We are celebrating the Creed of Nicaea, though the version used by most churches is the 381 Niceno-Constantinopolitan Creed. I recently attended the Societas Liturgica International Conference in Paris, and during at least one service the version of 325 was used. That was a nice gesture, but given how difficult it is for some churches to make any changes in the liturgy, it seems to me best to leave the 381 version in place and encourage its use, rather than use the 325 version or even the Apostles Creed. What we do have in common is best left in common.

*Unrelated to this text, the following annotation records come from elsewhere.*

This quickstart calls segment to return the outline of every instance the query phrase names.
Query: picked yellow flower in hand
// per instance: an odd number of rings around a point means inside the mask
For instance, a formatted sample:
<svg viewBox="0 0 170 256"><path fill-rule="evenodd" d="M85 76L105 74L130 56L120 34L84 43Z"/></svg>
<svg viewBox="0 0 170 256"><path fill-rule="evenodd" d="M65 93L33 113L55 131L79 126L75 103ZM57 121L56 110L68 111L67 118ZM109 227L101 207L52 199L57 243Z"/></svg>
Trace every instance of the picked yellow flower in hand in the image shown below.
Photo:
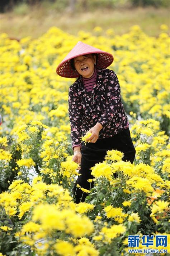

What of the filioque? That, of course, is problematic. The more the West has tried to defend it, the more the Eastern Churches have rejected it. The Eastern Churches are quite correct to note that the addition was never sanctioned by an ecumenical council, and so it lacks conciliar legitimacy. The reason given in the sixth century was that it further excluded Arianism and subordination of the Son. Although Arianism seems to have diaappeared in the East, it had not in the West. The Arian Visigoths have been and gone, but the West is prone to outbreaks of Arianism under another name. The rationalists of the eighteenth-century Enlightenment saw a revival of Arianism in such intellectual clerics as William Whiston and Samuel Clarke in England, in the whole Unitarian movement of the eighteenth and nineteenth centuries, and then quite separately, arising out of liberal protestant biblical criticism and the “Jesus of history” over against the “Christ of faith,” questioned the homoousios. The Jesus Seminar is a reminder that this is far from the past. Perhaps, therefore, the East might be generous and recognize that the West needs this interpolation for further insulation against flawed Christologies. In return the West should either place “filioque” in parentheses—as some Anglican Churches now do—or qualify the filioque by adding in parenthesis “(that is, through the Son),” declaring that it is not meant to depart from the older nuanced theological formulae found in Cyril of Alexandria. Of course, ecclesiastical stubbornness means that this is unlikely to happen and for the moment no lasting resolution seems to be in sight. In the meantime, we might ponder the fact that the Nicene Creed came into being through imperial pressure on the churches to find agreement. It is sad if the churches cannot do that simply on the deep prayer of their ultimate King and Lord, that they all might be one (John 17:21).